Dr. Laura Schlessinger writes: Parents are teachers of faith and morality. What God is to the world, parents are to their children. Unfortunately, some parents become so focused on the element of friendship or their own convenience, comfort, self-fulfillment, happiness, or love life that they forget their job is to help mold moral character so their children will have the strength to do what is right in a world that sometimes encourages them to do otherwise.
Laura Schlessinger, The Ten Commandments: The Significance of God’s Laws in Everyday Life, pp. 129-130
Let’s Take it Home
Susannah Wesley is said to have prayed one hour every day for her children. She was strict. But she was unselfishly faithful. She had six rules for teaching her children the priority of the Savior:
Subdue self-will in a child.
Teach him to pray as soon as he can speak.
Give him nothing he cries for, and only what is good for him when he asks politely.
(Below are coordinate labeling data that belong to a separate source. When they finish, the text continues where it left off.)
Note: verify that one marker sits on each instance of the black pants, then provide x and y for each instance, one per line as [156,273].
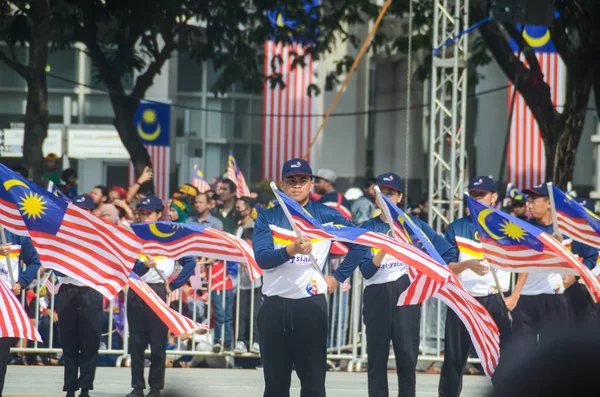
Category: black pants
[80,315]
[385,321]
[538,316]
[458,345]
[5,345]
[145,327]
[293,334]
[245,315]
[582,309]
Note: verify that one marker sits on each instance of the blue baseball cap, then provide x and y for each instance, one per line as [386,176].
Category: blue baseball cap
[296,167]
[150,203]
[84,201]
[587,203]
[538,190]
[390,180]
[482,184]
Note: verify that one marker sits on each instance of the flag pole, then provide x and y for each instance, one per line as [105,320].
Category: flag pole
[552,203]
[294,227]
[8,265]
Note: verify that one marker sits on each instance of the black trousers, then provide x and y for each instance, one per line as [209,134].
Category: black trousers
[145,327]
[5,345]
[385,321]
[293,334]
[458,345]
[246,313]
[538,316]
[582,309]
[80,315]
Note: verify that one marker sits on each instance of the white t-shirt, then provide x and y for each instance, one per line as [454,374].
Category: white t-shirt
[296,278]
[391,269]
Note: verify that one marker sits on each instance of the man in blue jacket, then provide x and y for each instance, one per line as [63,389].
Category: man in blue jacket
[385,279]
[292,321]
[145,327]
[16,250]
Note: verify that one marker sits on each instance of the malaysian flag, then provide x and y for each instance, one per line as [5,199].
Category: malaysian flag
[515,245]
[152,121]
[235,174]
[289,123]
[175,240]
[67,238]
[478,322]
[526,157]
[406,253]
[14,321]
[574,220]
[176,322]
[198,180]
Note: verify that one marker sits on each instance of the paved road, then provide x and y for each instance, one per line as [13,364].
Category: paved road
[115,382]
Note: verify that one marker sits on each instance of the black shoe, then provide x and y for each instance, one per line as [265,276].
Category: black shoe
[153,393]
[136,393]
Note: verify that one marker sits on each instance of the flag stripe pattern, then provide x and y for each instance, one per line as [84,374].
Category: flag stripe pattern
[235,174]
[574,220]
[14,321]
[406,253]
[482,329]
[528,250]
[160,156]
[526,157]
[177,323]
[288,125]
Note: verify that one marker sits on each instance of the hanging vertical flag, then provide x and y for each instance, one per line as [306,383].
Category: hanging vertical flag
[289,122]
[152,121]
[198,180]
[526,157]
[235,174]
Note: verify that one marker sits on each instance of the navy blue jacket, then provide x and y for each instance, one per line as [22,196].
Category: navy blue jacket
[446,251]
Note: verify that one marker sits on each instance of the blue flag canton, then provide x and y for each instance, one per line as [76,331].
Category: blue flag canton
[502,228]
[41,210]
[414,234]
[152,121]
[300,25]
[165,232]
[538,38]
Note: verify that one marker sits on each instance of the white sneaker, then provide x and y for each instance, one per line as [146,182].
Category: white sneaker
[240,348]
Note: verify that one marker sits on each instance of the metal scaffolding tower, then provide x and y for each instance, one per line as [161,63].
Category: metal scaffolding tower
[447,157]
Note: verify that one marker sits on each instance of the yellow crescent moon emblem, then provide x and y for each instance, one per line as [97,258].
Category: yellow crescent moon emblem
[537,42]
[14,182]
[481,219]
[154,230]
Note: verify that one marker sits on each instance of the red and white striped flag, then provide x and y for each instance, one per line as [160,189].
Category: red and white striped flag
[177,323]
[288,124]
[67,238]
[14,321]
[235,174]
[526,157]
[160,156]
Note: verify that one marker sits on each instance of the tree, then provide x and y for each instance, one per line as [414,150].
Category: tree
[32,23]
[576,37]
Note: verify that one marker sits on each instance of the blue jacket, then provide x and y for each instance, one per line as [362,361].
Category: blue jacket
[27,255]
[446,251]
[268,257]
[188,265]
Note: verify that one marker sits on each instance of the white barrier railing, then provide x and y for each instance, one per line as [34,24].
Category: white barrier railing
[346,344]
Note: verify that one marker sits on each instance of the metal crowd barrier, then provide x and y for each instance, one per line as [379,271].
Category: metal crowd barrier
[346,342]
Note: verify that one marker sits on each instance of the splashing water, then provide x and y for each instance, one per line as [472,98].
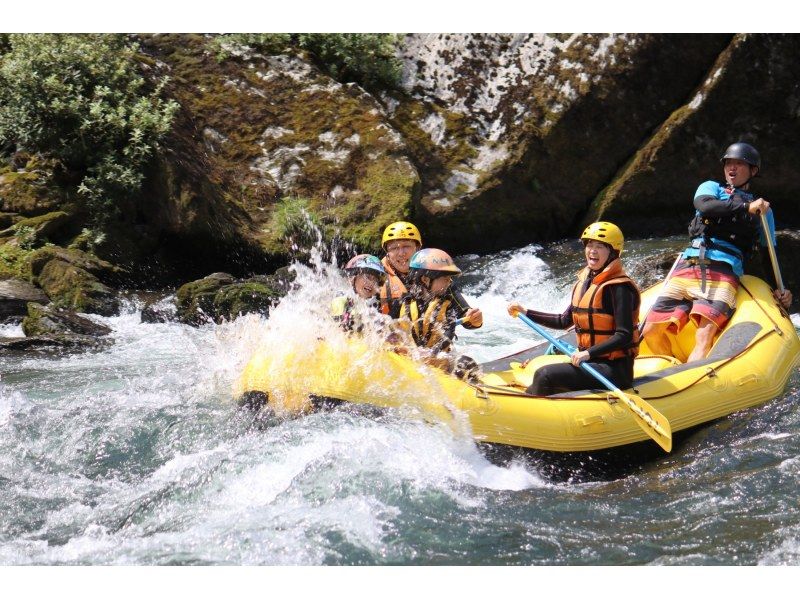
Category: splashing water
[137,455]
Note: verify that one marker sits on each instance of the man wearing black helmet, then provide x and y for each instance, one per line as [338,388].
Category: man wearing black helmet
[724,233]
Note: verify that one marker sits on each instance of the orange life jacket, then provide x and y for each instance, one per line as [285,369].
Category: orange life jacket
[392,290]
[429,329]
[593,324]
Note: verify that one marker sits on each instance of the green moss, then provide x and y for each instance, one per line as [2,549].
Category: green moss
[247,297]
[435,162]
[74,288]
[14,261]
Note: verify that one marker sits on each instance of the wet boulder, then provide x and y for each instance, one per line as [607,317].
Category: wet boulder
[51,320]
[39,229]
[70,278]
[15,295]
[49,328]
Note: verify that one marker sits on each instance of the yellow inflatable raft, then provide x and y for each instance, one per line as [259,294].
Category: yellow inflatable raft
[750,363]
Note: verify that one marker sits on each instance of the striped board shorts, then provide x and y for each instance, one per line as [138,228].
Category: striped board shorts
[683,298]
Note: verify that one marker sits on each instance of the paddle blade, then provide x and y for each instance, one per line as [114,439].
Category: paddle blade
[650,419]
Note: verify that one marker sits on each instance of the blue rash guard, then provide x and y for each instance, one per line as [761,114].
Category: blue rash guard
[719,202]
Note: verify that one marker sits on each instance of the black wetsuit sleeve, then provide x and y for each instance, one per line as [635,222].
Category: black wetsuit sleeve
[618,299]
[711,206]
[558,321]
[461,306]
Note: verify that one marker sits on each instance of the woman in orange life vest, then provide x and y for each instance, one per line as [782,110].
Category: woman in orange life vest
[401,240]
[605,312]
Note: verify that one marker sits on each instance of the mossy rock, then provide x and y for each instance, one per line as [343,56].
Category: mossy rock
[14,260]
[42,228]
[245,297]
[219,297]
[31,191]
[49,320]
[72,287]
[195,300]
[15,294]
[7,219]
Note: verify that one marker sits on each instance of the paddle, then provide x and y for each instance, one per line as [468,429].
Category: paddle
[646,416]
[772,256]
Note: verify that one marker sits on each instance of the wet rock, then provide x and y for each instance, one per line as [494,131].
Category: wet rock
[53,342]
[69,278]
[48,320]
[159,312]
[15,295]
[40,229]
[653,193]
[220,297]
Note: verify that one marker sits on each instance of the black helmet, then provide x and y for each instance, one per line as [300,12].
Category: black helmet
[744,152]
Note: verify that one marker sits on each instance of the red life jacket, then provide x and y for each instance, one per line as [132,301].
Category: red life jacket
[392,290]
[594,325]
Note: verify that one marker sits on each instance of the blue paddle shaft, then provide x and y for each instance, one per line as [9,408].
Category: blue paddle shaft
[567,350]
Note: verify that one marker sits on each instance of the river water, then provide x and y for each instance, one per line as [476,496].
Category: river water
[136,454]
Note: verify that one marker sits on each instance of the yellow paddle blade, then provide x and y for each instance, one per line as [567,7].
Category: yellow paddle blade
[652,421]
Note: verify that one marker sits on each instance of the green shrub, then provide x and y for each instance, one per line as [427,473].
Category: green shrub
[364,58]
[82,100]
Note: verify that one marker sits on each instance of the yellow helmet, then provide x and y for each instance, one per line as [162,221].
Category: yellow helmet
[605,232]
[401,230]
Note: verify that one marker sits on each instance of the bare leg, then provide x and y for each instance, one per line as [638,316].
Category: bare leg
[656,337]
[703,340]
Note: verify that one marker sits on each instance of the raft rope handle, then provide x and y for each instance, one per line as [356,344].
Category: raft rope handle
[774,324]
[480,389]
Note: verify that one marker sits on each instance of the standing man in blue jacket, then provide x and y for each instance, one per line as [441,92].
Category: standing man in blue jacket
[724,232]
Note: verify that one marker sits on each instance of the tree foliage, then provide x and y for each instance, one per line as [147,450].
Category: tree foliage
[365,58]
[83,100]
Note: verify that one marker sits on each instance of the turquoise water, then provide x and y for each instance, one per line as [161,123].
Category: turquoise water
[137,455]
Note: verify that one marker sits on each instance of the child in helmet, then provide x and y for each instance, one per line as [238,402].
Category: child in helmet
[366,275]
[400,241]
[431,310]
[724,233]
[605,312]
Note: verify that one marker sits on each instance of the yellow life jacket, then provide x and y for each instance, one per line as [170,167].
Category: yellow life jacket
[393,290]
[342,312]
[430,329]
[594,325]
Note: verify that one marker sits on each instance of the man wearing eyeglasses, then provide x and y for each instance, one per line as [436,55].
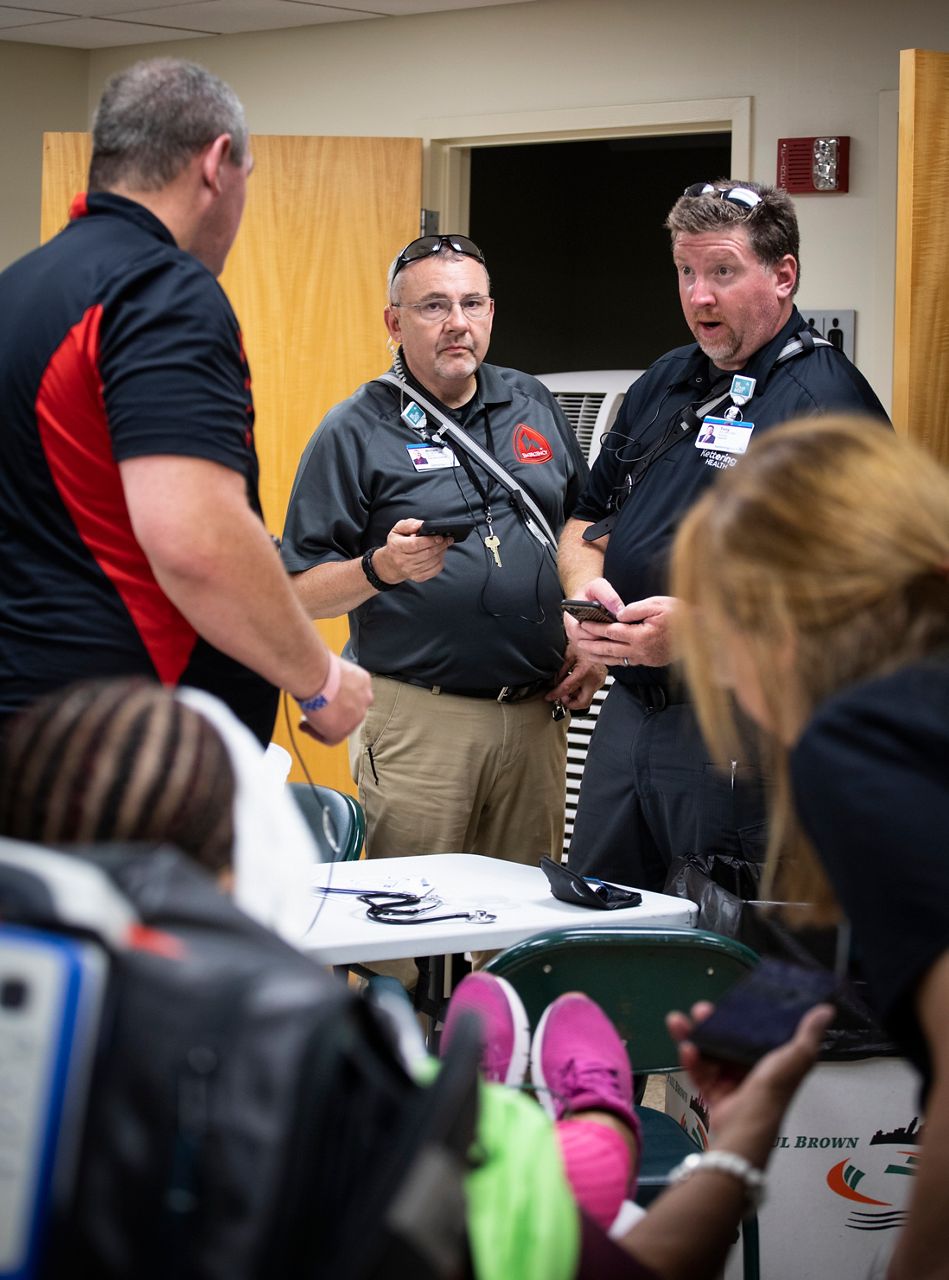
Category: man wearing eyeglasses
[465,745]
[649,792]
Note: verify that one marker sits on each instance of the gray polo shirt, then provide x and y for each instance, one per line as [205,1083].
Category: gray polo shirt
[473,626]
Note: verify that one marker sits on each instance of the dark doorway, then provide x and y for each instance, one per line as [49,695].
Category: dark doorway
[578,254]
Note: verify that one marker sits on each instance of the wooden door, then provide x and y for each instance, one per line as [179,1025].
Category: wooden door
[921,321]
[306,277]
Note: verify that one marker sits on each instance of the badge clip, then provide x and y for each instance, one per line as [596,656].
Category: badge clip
[413,415]
[742,389]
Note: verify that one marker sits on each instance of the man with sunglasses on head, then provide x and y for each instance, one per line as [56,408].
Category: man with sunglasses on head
[649,792]
[465,746]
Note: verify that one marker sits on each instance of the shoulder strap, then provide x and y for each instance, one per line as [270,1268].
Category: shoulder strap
[450,432]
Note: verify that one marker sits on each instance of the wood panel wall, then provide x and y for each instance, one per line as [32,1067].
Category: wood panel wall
[921,321]
[306,277]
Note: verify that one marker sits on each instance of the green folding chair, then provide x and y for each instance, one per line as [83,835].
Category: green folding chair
[334,818]
[637,976]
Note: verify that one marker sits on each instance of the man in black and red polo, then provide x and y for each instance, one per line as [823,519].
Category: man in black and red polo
[129,522]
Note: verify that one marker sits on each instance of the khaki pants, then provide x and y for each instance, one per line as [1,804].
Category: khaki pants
[446,775]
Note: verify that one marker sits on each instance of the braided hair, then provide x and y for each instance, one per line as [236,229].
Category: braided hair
[118,760]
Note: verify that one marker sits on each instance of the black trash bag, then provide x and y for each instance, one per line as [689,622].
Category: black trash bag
[725,890]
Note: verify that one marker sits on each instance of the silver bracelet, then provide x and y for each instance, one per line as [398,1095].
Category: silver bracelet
[725,1162]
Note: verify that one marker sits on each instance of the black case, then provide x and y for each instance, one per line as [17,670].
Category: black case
[567,886]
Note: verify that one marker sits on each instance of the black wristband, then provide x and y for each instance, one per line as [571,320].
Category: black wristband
[374,580]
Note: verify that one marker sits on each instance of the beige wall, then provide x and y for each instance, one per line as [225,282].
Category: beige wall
[807,68]
[40,90]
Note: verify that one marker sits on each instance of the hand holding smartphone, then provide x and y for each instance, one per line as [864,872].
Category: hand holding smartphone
[587,611]
[456,530]
[761,1011]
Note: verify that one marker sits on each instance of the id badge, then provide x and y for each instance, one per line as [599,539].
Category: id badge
[432,457]
[724,435]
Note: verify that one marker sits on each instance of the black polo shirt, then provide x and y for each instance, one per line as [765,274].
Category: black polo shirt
[114,344]
[474,625]
[816,382]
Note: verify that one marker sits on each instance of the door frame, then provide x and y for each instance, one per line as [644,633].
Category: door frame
[448,142]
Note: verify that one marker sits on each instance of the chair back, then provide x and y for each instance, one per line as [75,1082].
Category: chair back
[635,976]
[334,818]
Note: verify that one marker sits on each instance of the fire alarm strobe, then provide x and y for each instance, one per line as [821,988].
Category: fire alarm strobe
[813,165]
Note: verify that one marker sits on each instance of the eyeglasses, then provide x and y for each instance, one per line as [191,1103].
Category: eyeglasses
[475,307]
[428,245]
[742,196]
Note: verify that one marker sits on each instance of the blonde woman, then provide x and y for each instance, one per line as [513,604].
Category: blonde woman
[816,588]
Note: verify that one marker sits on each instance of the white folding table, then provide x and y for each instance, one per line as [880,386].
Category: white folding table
[516,900]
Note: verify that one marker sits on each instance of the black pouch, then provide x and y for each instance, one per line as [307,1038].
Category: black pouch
[569,887]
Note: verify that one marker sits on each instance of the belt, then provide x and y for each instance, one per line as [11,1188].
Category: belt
[498,694]
[655,698]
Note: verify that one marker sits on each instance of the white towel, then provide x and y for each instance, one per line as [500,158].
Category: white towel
[274,853]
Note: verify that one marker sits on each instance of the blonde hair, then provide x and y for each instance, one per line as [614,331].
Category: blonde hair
[826,553]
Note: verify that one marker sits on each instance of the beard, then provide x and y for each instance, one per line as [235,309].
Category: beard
[722,343]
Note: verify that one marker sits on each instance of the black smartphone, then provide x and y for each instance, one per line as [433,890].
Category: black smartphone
[587,611]
[587,891]
[459,530]
[762,1011]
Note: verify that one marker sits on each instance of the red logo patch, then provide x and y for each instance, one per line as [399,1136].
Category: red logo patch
[530,446]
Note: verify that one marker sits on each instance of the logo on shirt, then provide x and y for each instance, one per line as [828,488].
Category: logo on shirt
[530,446]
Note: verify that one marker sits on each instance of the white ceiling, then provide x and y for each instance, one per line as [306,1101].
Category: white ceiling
[109,23]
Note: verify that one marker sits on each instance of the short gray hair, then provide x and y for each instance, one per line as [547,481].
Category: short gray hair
[154,117]
[771,225]
[395,277]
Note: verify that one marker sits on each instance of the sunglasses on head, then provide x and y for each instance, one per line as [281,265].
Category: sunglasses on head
[428,245]
[742,196]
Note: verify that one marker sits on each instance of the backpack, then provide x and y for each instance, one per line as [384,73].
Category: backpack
[245,1114]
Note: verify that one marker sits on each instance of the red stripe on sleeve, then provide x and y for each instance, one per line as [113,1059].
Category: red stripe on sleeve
[74,435]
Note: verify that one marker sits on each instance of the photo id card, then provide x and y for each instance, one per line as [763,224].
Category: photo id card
[724,434]
[430,457]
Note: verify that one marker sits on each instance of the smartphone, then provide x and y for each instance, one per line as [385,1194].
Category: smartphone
[459,530]
[587,890]
[587,611]
[762,1011]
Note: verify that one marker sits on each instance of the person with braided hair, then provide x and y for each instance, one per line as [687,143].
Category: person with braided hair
[119,759]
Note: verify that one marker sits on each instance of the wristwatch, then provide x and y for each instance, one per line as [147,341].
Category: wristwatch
[725,1162]
[374,580]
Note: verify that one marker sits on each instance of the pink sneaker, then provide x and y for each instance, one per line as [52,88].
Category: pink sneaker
[579,1063]
[505,1027]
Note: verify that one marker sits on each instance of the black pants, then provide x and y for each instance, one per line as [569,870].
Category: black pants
[649,794]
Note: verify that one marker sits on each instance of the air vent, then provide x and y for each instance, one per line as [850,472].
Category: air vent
[582,410]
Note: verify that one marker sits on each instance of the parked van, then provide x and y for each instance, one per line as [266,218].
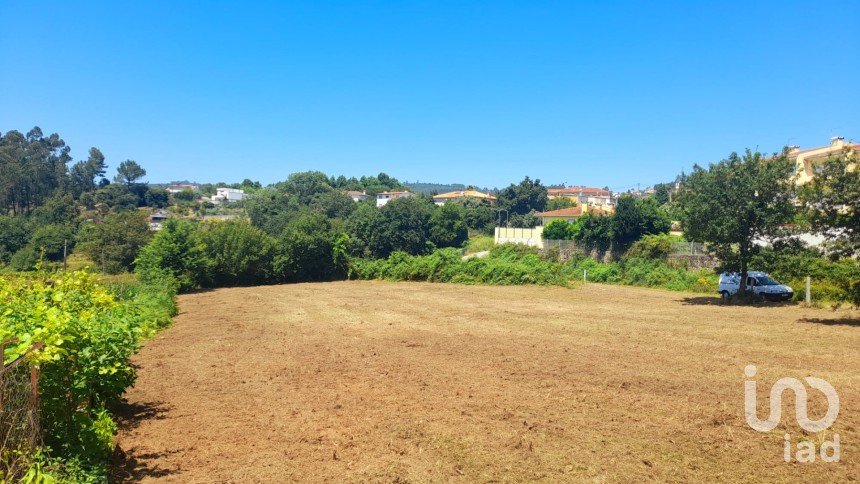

Punish no fault confessed, but let no sinful act to go unnoticed.
Reward good behavior.
Strictly observe all promises you have made to your child.
- Susannah Wesley
Teaching Your Children to Give Honor
Children, obey your parents as the Lord wants, because this is the right thing to do. The command says, “Honor your father and mother.” This is the first command that has a promise with it— “Then everything will be well with you, and you will have a long life on the earth.”
Ephesians 6:1-3
Attitudes are the key
Remember that at the root of genuine trust are the basic attitudes parent and child bring to the relationship. If you feel insecure in your own self-love and respect, or if there is no real trust in your marriage, you will find it difficult to love and trust your teen unconditionally. Your relationship needs some attention first. But, when you bring genuine love and attitudes of real respect to the relationship with your child, especially in the younger years, it becomes very difficult for the child to spurn this base for any extended period of time.